CLAUDE.md · AGENTS.md · the rule-file pattern
CLAUDE.md · AGENTS.md · the rule-file pattern
As AI coding assistants multiplied, the convention "write the project rules and context in a single file" took root. Tools differ slightly in name and location, but the intent is similar.
1. About rule files
| File | Tool / ecosystem |
|---|---|
CLAUDE.md |
Anthropic Claude Code. |
AGENTS.md |
Adopted by OpenAI Codex and many others. |
.cursorrules / .cursor/rules/*.mdc |
Cursor (old and new formats coexist). |
.github/copilot-instructions.md |
GitHub Copilot. |
.windsurf/rules/* |
Windsurf. |
CONVENTIONS.md |
Bound explicitly in aider and others. |
.continue/*.md |
Continue. |
.zed/* |
Zed. |
The same place (project rules and context) is handled, but each tool has different load rules and precedence.
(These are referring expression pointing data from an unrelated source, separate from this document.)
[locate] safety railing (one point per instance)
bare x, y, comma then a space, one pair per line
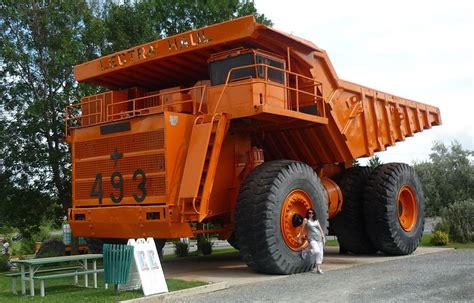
298, 89
92, 112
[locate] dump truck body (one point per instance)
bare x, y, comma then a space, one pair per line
189, 119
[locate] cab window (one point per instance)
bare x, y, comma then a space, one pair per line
219, 69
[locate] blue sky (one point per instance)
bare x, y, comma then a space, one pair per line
420, 50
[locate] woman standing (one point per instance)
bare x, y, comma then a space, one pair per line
315, 236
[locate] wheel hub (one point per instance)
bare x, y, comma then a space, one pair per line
292, 213
407, 207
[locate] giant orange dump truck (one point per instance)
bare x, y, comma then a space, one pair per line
244, 127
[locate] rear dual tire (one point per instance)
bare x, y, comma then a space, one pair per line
394, 208
349, 225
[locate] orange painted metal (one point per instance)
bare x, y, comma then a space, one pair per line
407, 207
167, 148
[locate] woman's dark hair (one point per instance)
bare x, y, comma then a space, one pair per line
314, 214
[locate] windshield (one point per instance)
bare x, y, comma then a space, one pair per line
219, 69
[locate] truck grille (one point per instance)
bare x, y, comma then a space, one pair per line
141, 151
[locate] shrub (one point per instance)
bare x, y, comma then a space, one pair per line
181, 249
205, 247
4, 264
439, 238
459, 216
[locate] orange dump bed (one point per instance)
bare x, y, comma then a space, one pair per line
355, 121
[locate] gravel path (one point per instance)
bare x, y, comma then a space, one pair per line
445, 276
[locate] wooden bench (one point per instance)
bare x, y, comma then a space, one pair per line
74, 274
15, 275
33, 267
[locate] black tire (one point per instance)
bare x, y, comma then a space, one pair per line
348, 225
233, 241
258, 215
381, 209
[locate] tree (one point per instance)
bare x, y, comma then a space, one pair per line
374, 162
40, 42
447, 177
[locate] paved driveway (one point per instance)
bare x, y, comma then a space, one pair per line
442, 276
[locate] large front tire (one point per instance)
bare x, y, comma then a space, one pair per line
272, 203
394, 209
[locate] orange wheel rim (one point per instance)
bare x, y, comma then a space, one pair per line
296, 204
407, 208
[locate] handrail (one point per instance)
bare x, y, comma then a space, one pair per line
195, 122
109, 110
287, 87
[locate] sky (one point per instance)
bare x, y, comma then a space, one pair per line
420, 50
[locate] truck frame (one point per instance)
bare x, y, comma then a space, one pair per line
243, 127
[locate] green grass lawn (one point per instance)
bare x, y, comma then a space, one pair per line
425, 242
62, 290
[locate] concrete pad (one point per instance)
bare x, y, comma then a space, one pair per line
227, 270
231, 269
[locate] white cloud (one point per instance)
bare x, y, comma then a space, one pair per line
420, 50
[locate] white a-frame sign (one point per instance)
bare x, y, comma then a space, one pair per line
147, 265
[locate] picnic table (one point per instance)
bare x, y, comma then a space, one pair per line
31, 269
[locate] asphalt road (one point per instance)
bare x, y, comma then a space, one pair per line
444, 276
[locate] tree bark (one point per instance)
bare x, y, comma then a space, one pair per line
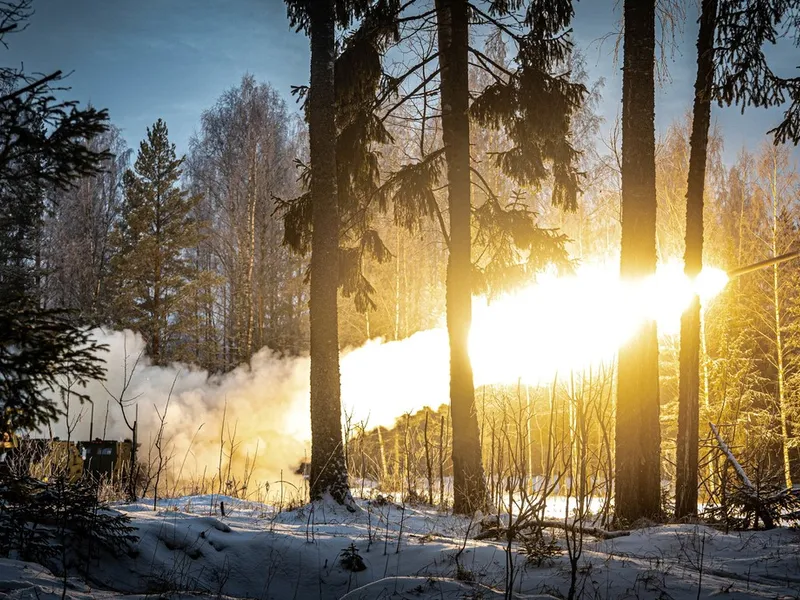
328, 468
638, 437
469, 487
689, 384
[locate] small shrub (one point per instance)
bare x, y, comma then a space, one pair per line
538, 547
351, 560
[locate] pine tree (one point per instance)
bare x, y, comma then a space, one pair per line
638, 436
152, 271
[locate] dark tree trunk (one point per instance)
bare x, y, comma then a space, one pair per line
328, 469
469, 488
638, 437
689, 386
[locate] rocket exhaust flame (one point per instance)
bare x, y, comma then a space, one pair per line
554, 326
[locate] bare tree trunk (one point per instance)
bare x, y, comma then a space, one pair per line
689, 385
469, 487
779, 350
638, 436
328, 469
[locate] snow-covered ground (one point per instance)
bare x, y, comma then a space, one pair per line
413, 552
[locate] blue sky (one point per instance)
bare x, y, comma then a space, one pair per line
172, 58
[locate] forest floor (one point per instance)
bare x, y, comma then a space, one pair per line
187, 549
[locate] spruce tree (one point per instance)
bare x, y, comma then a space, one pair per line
731, 68
638, 434
42, 149
313, 222
152, 271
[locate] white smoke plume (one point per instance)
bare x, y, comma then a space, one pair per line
266, 403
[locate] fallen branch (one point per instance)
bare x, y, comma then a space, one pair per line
502, 532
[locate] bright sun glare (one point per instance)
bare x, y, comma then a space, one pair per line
573, 322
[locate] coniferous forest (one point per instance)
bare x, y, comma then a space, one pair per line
469, 310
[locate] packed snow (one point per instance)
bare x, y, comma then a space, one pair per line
187, 547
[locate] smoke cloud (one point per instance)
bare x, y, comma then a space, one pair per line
264, 405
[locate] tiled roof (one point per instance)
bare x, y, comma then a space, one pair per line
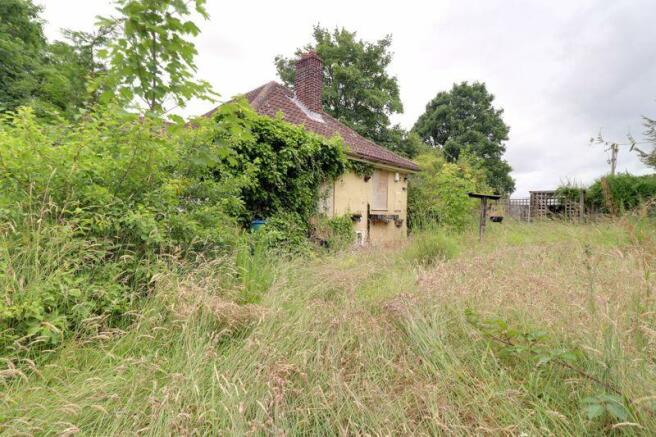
271, 98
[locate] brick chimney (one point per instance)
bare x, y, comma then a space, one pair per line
309, 80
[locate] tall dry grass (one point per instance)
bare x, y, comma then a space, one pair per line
371, 342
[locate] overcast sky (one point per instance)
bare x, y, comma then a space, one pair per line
561, 70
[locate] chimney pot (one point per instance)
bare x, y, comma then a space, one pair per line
309, 80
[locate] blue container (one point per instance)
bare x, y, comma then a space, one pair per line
257, 224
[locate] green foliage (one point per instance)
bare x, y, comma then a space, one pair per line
357, 90
286, 163
431, 246
606, 407
88, 208
152, 58
22, 44
622, 192
284, 233
402, 142
649, 157
531, 347
464, 120
438, 194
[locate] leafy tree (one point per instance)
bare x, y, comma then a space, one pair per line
464, 119
153, 58
357, 90
21, 49
648, 157
402, 142
438, 194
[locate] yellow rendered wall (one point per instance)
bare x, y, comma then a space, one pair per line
350, 194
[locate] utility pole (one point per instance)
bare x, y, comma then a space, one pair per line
614, 150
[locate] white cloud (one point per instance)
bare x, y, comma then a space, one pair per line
561, 70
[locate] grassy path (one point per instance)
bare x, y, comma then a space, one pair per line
394, 341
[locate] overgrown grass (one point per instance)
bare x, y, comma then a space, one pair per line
524, 333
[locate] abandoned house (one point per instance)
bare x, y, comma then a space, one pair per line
377, 203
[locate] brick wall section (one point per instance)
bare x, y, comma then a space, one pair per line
309, 80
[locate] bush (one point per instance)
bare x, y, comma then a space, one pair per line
335, 233
89, 209
286, 164
284, 233
622, 192
438, 194
430, 246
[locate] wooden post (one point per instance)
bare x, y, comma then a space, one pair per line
481, 226
483, 198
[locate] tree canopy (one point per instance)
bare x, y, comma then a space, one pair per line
464, 119
358, 90
22, 46
153, 57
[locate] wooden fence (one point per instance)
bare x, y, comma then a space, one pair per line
545, 205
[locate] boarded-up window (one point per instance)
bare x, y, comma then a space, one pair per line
379, 180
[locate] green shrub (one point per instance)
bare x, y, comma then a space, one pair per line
431, 246
286, 164
438, 194
108, 196
284, 233
622, 192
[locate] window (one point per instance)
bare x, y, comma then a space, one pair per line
379, 180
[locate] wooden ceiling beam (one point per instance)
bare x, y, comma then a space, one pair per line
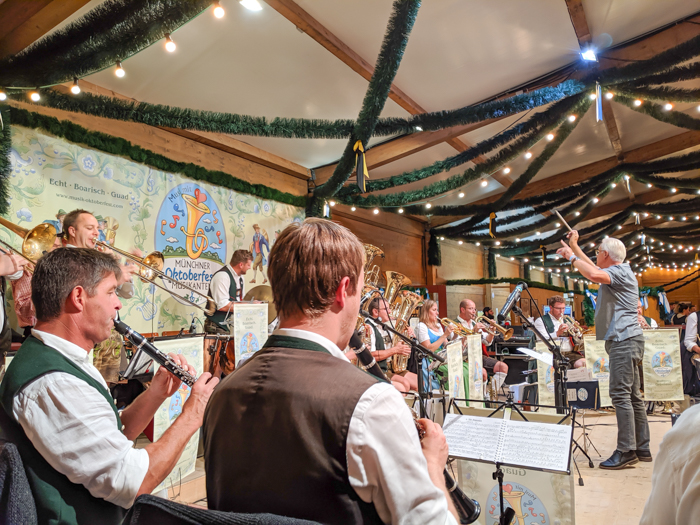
24, 22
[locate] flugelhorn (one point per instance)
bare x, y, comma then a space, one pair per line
35, 242
461, 331
493, 327
151, 267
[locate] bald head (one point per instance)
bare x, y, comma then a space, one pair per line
467, 309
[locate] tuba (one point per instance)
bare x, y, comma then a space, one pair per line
404, 305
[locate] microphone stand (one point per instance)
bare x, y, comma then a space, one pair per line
421, 353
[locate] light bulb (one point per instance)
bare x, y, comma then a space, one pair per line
218, 10
169, 44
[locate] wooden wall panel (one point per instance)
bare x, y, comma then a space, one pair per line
402, 252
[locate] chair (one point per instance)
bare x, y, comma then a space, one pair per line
150, 509
16, 500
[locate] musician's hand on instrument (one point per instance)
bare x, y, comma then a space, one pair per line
434, 445
199, 397
166, 384
401, 349
573, 237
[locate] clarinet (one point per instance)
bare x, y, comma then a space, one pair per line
140, 343
467, 508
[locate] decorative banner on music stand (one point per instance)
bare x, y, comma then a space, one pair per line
249, 329
598, 363
663, 380
191, 348
476, 367
545, 381
455, 371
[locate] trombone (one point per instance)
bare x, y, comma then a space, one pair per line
151, 266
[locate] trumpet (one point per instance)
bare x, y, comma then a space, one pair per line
461, 331
493, 327
151, 267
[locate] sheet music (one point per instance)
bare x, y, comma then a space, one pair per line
536, 445
472, 437
517, 443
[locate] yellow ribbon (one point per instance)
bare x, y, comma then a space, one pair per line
359, 150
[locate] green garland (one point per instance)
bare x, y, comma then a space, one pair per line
395, 40
5, 165
114, 30
509, 280
117, 146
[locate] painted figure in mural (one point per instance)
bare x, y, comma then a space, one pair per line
77, 449
58, 223
256, 248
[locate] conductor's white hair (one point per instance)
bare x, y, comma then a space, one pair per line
615, 248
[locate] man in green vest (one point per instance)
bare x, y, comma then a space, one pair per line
77, 449
226, 288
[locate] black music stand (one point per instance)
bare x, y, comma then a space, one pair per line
507, 515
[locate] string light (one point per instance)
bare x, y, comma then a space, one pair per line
218, 10
169, 44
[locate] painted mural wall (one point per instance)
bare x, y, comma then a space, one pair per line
197, 226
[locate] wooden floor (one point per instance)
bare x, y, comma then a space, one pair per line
610, 497
614, 497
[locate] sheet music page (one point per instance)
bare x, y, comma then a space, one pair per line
472, 437
535, 445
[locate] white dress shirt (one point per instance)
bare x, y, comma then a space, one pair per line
470, 326
386, 466
691, 331
564, 342
675, 482
74, 428
221, 283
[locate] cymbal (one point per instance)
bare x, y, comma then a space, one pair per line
263, 293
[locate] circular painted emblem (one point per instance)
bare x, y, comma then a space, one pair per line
190, 235
661, 364
527, 506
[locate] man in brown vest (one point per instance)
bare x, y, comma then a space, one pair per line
297, 430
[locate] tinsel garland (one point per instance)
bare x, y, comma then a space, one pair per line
529, 132
114, 30
117, 146
395, 40
504, 280
5, 165
192, 119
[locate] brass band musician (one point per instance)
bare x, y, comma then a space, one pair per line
553, 324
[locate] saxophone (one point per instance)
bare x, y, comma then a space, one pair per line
404, 305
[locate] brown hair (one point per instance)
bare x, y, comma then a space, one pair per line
240, 256
427, 305
555, 299
307, 263
70, 219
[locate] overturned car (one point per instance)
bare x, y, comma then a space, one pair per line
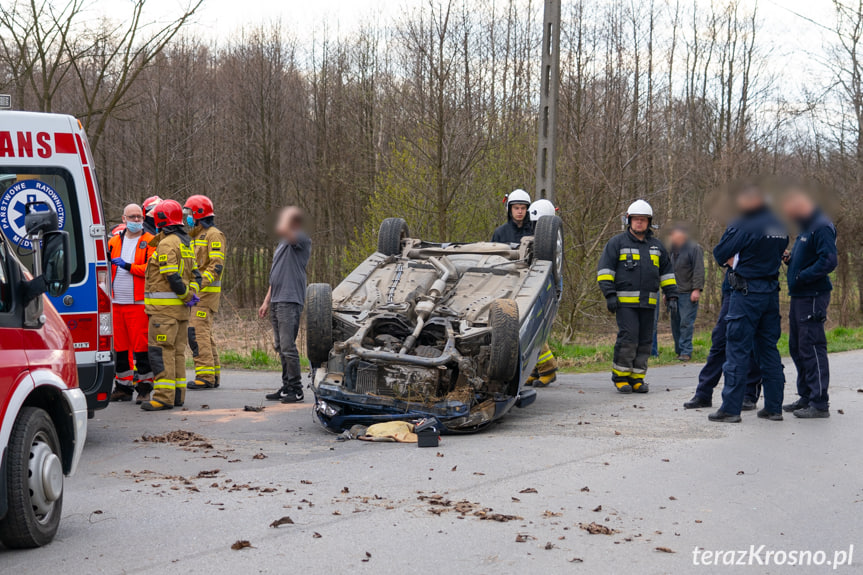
446, 332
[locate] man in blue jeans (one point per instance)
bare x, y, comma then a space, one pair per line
285, 300
688, 259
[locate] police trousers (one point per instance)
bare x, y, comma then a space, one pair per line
753, 327
807, 343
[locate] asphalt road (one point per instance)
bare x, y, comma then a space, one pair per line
657, 475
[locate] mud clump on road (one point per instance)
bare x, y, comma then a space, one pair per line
180, 437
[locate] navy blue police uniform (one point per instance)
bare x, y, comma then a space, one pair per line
708, 377
812, 259
756, 241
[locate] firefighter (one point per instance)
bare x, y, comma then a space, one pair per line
148, 206
633, 267
545, 371
210, 248
752, 247
129, 252
518, 224
171, 289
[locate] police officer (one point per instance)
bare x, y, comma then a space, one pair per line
172, 283
545, 371
812, 259
210, 248
752, 247
518, 224
710, 374
633, 267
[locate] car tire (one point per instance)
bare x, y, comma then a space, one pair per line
32, 520
319, 322
548, 243
392, 233
503, 321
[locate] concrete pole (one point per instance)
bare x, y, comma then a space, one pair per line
546, 151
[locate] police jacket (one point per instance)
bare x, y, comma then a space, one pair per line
756, 241
511, 233
138, 266
813, 257
209, 245
172, 275
634, 270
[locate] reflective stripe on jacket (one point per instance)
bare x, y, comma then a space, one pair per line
635, 270
143, 251
172, 255
210, 249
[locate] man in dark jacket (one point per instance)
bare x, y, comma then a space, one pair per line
688, 260
752, 246
812, 259
518, 224
633, 267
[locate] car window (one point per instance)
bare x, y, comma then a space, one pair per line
5, 287
55, 186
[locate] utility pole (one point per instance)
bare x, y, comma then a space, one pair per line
546, 150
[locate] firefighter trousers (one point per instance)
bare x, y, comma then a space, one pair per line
203, 345
632, 348
167, 345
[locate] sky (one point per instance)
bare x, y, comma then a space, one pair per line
793, 30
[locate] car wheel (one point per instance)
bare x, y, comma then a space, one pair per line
392, 233
548, 243
503, 321
319, 322
34, 482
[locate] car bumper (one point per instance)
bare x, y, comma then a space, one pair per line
76, 401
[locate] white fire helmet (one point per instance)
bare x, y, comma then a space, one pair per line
541, 208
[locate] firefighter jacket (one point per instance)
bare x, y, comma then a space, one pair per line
172, 275
138, 267
634, 270
209, 245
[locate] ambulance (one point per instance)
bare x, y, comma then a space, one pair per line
45, 158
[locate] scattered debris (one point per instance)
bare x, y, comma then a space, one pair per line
282, 521
595, 528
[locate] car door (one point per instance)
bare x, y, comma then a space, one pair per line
13, 358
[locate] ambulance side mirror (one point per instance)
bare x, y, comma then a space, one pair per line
56, 262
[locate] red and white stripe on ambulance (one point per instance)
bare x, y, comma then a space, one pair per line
91, 329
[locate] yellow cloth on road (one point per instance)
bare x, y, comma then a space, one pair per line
394, 431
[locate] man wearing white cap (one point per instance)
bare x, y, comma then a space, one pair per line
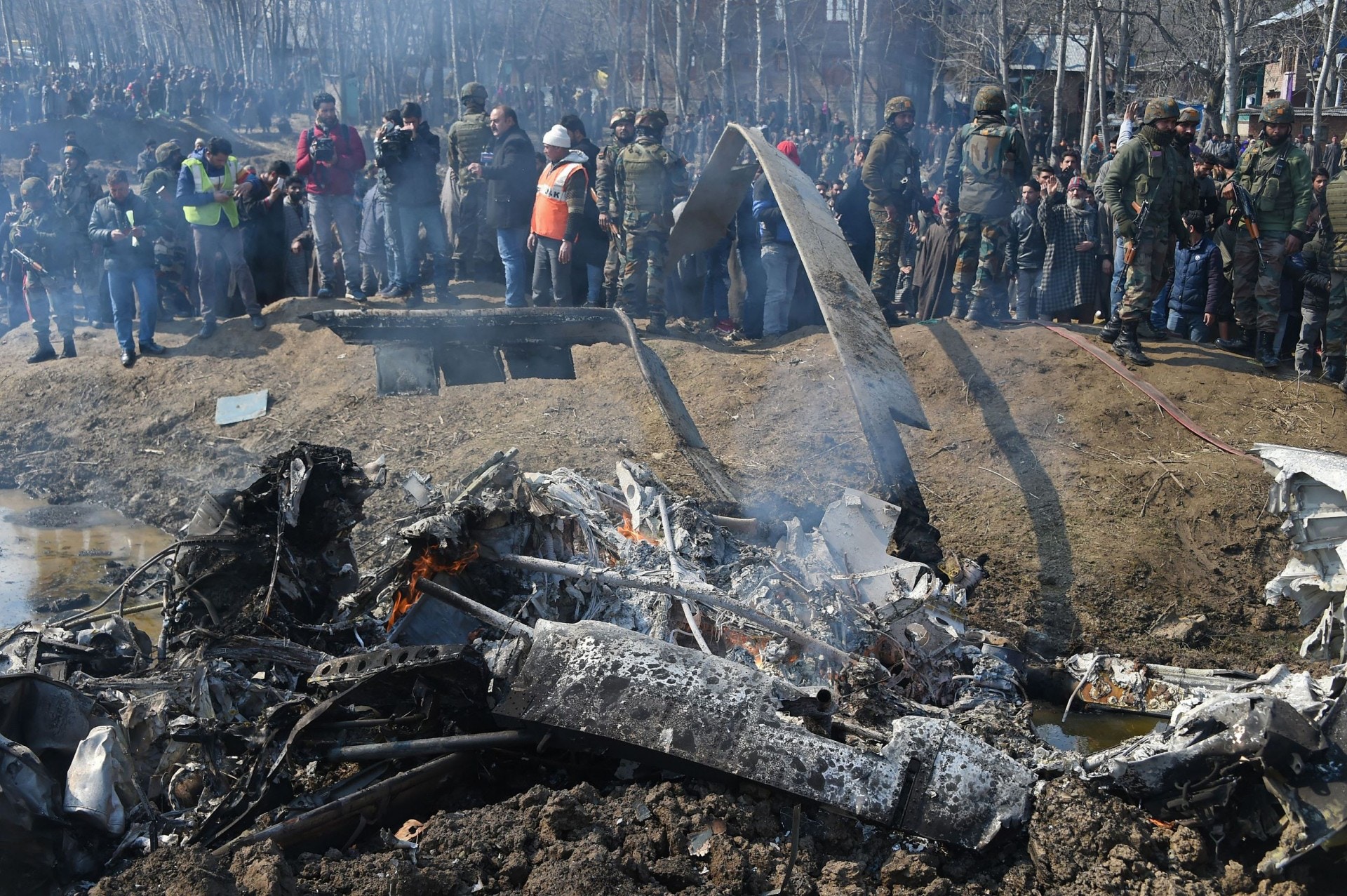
558, 215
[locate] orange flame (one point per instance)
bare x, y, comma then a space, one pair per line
429, 565
635, 535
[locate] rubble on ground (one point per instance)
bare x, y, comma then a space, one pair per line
293, 698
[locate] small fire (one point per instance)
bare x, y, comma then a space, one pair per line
429, 565
635, 535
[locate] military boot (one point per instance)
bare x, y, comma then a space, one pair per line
1111, 329
1148, 332
1128, 348
45, 351
1266, 351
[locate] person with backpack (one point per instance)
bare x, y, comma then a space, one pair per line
329, 158
985, 166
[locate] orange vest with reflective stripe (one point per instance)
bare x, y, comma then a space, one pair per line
550, 203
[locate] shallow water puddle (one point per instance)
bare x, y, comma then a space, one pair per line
1089, 732
53, 553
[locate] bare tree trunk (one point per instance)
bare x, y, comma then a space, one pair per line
725, 55
437, 65
1320, 86
1230, 41
1058, 100
1087, 119
758, 81
938, 64
1124, 67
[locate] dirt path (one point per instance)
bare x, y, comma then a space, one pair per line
1097, 511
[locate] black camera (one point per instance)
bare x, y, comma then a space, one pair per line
323, 149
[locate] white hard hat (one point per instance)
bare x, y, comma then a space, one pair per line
558, 136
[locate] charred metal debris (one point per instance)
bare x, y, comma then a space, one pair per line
294, 697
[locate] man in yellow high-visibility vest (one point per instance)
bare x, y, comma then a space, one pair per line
208, 184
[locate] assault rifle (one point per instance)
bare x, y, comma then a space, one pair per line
1245, 209
1129, 253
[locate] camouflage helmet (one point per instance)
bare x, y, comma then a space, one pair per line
1279, 112
897, 105
33, 189
1160, 108
989, 99
652, 119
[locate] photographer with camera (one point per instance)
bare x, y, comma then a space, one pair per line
329, 158
417, 199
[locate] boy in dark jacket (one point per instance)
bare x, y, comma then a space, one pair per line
1195, 290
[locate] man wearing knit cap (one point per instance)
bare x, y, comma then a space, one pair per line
558, 212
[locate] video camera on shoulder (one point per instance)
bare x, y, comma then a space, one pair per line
322, 149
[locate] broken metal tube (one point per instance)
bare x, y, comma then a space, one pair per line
477, 610
704, 594
430, 747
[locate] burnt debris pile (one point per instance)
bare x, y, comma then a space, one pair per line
300, 695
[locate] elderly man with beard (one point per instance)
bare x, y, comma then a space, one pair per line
1278, 175
1071, 265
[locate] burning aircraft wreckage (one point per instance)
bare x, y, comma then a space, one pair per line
293, 697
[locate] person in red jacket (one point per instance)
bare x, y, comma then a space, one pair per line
328, 158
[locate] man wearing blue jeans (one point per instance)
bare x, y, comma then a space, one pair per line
126, 227
511, 177
780, 258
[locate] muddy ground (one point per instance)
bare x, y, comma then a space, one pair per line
1098, 514
1097, 509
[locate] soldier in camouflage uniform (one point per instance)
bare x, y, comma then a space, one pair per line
1278, 175
1326, 316
74, 193
1144, 180
892, 175
624, 131
173, 246
468, 139
42, 234
985, 166
647, 181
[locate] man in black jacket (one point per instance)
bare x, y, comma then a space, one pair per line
417, 197
511, 184
126, 227
1026, 248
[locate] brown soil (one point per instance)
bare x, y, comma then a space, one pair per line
1098, 514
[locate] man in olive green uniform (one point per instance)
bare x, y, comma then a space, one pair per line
892, 174
1329, 316
173, 246
468, 139
1278, 175
1143, 193
624, 131
986, 165
42, 234
74, 193
647, 181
The rise of AGENTS.md — it's mentioned because it started as an OpenAI Codex-style adoption, and its tool-neutral name appeals; other tools either read it or support it as an alias. It's not a single standard.
2. Per-location precedence
| Layer | Location | Meaning |
|---|---|---|
| Global | ~/.claude/CLAUDE.md |
Common to all projects. |
| Project | <repo>/CLAUDE.md |
Shareable with the team. |
| Directory | <repo>/<subdir>/CLAUDE.md |
One module of a monorepo. |
| User local | <repo>/CLAUDE.local.md |
Git-ignored, personal. |
When working in a subdirectory, that directory's rule file is also merged in — that's the common shape. Precedence and merging follow the tool's docs.
3. Multi-tool environments
A repository where Claude Code · Cursor · Copilot are all used:
- Single source of truth in one file — write in one of
AGENTS.mdorCLAUDE.md, and keep the other tool's rule files as short pointers to that file. - Aliases (symlinks) — create one file and symlink to other names.
- Write each separately — independent per tool. Drift risk.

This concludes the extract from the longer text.